🤖 AI Summary
Existing bipartite learning methods suffer from poor generalization, limited scalability, and inability to uniformly model dual-instance interactions (e.g., drug–target, RNA–disease). To address these limitations, we propose Oxytrees—a novel biclustering model tree framework built upon surrogate matrix compression. Its core innovations include: (i) constructing low-rank surrogate matrices along row/column dimensions for efficient dimensionality reduction; (ii) a new leaf-node assignment strategy; and (iii) integrating Kronecker-product kernel linear models at leaf nodes, drastically reducing tree depth and computational overhead. Oxytrees synergistically unifies model trees, biclustering, surrogate compression, Kronecker kernels, and ensemble mechanisms—balancing expressive power and efficiency.
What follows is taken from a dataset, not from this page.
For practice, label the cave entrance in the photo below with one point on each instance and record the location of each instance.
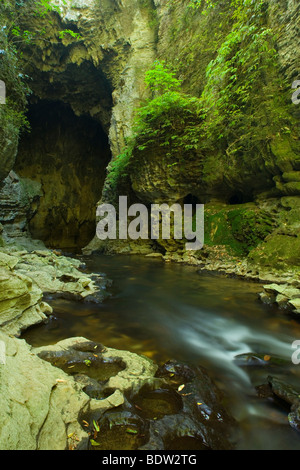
(68, 156)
Evaluated on 15 benchmark datasets, it matches or surpasses state-of-the-art methods in predictive performance, achieves up to 30× faster training, and demonstrates superior inductive generalization. A fully reproducible Python API is publicly released.
📝 Abstract
Bipartite learning is a machine learning task that aims to predict interactions between pairs of instances. It has been applied to various domains, including drug-target interactions, RNA-disease associations, and regulatory network inference. Despite being widely investigated, current methods still present drawbacks, as they are often designed for a specific application and thus do not generalize to other problems or present scalability issues. To address these challenges, we propose Oxytrees: proxy-based biclustering model trees. Oxytrees compress the interaction matrix into row- and column-wise proxy matrices, significantly reducing training time without compromising predictive performance. We also propose a new leaf-assignment algorithm that significantly reduces the time taken for prediction. Finally, Oxytrees employ linear models using the Kronecker product kernel in their leaves, resulting in shallower trees and thus even faster training. Using 15 datasets, we compared the predictive performance of ensembles of Oxytrees with that of the current state-of-the-art. We achieved up to 30-fold improvement in training times compared to state-of-the-art biclustering forests, while demonstrating competitive or superior performance in most evaluation settings, particularly in the inductive setting. Finally, we provide an intuitive Python API to access all datasets, methods and evaluation measures used in this work, thus enabling reproducible research in this field.